I looove it! Smell is very beautiful and sexy. And when I wear this parfume I have many attention from guys))))


----------



## dreamer246 (Apr 4, 2010)

It's different from most perfumes I've smelt... Need to try it on again before developing an opinion about this. But I feel that this is one scent which requires the right attitude to pull off.


----------



## ellewoods (May 17, 2010)

I absolutely adore it! I only like the EDT version though, because it smells warmer and sexier. The EDP version is more floral.

I will be repurchasing this over and over again.

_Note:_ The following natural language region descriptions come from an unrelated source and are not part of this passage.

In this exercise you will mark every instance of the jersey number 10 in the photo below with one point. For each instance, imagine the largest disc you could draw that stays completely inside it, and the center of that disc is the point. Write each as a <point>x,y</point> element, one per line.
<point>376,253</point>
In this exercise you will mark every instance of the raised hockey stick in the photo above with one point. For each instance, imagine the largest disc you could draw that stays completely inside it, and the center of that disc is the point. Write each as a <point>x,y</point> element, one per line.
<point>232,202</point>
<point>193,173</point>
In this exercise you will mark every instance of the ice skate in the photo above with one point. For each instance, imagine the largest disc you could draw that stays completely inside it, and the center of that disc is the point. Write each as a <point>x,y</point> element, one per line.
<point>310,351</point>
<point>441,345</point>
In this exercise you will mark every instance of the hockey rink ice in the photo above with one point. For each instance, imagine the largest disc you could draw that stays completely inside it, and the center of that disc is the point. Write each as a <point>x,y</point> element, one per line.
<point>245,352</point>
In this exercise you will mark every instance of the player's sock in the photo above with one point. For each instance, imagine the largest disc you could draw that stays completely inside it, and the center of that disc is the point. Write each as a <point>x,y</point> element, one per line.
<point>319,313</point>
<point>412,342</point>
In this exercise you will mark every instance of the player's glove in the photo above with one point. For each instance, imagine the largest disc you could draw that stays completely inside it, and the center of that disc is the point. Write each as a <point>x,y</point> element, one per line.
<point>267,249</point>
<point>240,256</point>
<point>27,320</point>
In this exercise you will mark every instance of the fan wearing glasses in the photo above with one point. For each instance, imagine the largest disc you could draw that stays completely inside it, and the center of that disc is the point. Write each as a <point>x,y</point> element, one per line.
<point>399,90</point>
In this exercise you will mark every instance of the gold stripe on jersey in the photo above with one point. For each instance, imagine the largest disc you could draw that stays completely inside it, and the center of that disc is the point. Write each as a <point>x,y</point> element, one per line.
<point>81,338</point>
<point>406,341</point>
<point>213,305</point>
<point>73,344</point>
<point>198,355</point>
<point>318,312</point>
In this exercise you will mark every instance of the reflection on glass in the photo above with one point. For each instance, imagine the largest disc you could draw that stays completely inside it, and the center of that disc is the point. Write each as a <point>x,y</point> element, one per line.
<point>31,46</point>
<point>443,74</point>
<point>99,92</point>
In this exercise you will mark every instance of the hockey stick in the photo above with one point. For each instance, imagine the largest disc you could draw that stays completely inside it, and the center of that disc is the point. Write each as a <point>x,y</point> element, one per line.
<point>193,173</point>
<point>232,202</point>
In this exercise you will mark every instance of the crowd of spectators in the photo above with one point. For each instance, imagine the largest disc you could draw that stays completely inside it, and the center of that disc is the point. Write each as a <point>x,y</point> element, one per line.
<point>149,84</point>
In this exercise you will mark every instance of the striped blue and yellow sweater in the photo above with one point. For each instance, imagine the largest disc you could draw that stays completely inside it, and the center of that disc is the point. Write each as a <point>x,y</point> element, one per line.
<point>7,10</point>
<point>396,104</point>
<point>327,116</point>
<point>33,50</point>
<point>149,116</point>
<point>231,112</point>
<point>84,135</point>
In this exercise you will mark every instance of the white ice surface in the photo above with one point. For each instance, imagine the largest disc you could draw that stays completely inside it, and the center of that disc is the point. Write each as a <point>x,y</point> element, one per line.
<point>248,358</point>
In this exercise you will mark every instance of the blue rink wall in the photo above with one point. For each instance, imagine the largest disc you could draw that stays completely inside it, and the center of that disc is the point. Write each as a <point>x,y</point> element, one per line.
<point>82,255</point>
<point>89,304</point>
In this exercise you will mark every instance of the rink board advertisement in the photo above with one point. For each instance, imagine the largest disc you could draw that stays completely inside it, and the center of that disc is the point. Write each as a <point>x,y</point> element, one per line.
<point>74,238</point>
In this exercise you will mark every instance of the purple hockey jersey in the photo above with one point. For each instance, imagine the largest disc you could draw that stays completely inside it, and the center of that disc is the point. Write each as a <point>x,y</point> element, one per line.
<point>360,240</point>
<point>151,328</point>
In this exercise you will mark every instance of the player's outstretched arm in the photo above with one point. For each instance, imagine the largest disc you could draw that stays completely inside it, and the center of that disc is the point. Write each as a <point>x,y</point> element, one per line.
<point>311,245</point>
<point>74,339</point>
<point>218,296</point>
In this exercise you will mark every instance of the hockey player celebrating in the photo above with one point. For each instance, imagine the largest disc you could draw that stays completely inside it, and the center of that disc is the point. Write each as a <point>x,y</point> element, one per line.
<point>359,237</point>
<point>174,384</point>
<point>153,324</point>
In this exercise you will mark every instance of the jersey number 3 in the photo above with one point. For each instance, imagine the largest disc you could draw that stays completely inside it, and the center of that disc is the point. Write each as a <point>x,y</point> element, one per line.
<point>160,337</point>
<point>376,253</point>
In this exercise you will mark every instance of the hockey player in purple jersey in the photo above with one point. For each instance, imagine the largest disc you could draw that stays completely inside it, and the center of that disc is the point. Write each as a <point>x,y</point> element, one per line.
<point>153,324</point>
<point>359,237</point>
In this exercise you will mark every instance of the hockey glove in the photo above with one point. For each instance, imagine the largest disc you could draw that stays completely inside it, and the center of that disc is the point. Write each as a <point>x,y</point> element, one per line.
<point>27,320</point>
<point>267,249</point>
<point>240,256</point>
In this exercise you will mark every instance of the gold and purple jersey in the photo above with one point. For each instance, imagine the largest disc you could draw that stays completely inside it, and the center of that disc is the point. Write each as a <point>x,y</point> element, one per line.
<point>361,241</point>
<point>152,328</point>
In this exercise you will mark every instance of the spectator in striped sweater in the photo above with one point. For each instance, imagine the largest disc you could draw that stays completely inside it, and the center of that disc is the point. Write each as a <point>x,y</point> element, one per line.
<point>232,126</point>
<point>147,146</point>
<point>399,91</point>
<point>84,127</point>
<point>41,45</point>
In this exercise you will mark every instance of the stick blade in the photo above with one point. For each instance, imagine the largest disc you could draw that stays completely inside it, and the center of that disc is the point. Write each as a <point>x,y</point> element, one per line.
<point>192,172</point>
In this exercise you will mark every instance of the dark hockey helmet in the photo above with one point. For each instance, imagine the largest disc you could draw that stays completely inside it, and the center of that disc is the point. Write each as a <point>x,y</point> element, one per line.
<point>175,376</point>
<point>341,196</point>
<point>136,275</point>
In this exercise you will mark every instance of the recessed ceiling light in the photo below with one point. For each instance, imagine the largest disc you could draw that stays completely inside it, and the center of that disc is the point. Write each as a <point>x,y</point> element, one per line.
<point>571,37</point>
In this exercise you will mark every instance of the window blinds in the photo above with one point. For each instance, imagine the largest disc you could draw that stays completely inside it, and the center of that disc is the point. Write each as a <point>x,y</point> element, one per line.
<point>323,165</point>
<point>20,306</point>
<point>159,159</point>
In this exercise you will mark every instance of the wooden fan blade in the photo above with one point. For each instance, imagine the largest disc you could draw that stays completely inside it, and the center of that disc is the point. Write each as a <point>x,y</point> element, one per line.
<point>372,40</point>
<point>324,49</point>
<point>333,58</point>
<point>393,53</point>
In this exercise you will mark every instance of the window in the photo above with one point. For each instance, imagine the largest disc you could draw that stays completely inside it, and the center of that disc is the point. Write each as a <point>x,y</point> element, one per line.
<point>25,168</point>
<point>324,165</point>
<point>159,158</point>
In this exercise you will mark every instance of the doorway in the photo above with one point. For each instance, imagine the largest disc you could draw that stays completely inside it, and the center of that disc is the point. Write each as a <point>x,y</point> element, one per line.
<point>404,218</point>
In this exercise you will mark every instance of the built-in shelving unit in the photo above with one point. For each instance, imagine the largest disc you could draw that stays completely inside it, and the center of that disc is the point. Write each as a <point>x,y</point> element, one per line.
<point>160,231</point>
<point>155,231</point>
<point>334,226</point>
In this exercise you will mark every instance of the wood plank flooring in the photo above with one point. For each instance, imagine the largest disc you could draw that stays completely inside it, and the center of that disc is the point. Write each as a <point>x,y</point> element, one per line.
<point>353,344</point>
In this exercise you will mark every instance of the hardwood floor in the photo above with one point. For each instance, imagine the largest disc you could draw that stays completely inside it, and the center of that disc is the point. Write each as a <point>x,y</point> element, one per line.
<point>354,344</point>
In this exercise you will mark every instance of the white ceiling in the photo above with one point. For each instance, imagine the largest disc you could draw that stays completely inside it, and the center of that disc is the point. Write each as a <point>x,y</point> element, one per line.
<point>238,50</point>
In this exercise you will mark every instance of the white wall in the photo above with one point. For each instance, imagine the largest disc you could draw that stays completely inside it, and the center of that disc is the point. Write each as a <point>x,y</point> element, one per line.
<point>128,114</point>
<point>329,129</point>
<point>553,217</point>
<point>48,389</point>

My only complaint is the staying power. It lasts about and hour or so for me. Wished it stayed longer since i paid a lot for it.


----------



## panda0410 (May 19, 2010)

Have it too and I only really love the EDT, the EDP is definitely a tad more floral, and not quite as nice, I have them both. I think that the body lotion is divine, nice than the perfume to be honest. I dont really like the body mist at all 
	

	
	
		
		

		
		
	


	




I also want to make a note that Tocca Cleopatra is near identical, I got some of this as well and on my skin you can't really tell them apart


----------



## amber_j (May 19, 2010)

One of my friends has worn this as her signature scent since her wedding and I love it on her, but on everyone else and on me it's far too powdery. I've tried the EDP and EDT versions as I really would love to make this work for me, but, alas, it's obviously not meant to be.


----------



## martiangurll (Sep 10, 2010)

I love this, great musk on the drydown!


----------